Martins foi levado de forma emergencial para o presídio médico após um princípio de rebelião, mas regressou a Ponta Grossa por ordem do ministro Alexandre de Moraes, relator das ações penais que o condenaram a 21 anos de prisão por tentativa de golpe de Estado. Moraes alegou não ter sido consultado sobre a remoção.

No novo requerimento, os advogados Ricardo Scheiffer e Jeffrey Chiquini anexaram ofício da direção da Casa de Custódia que admite superlotação — são 912 detentos para 592 vagas — e ausência de condições para manter “pessoa politicamente exposta” em razão da repercussão do caso. O documento ressalta ainda que a unidade se destina a presos provisórios, enquanto o Complexo Médico Penal possui estrutura para condenados.
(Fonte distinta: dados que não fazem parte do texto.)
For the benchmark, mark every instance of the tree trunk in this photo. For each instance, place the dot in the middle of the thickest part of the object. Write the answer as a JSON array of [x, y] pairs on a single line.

A defesa também reativou mandado de segurança impetrado em setembro de 2025, ainda sem decisão de Mendonça, que pedia a suspensão do julgamento por suposta falta de acesso a provas apresentadas de última hora pelo procurador-geral da República, Paulo Gonet.

Parlamentares de direita têm pressionado o governo Ratinho Júnior (PSD) a intervir, mas interlocutores afirmam que o chefe do Executivo paranaense evita confronto com Moraes. Os advogados sustentam que Filipe Martins é “condenado político” com bons antecedentes e vítima de “processo trágico”.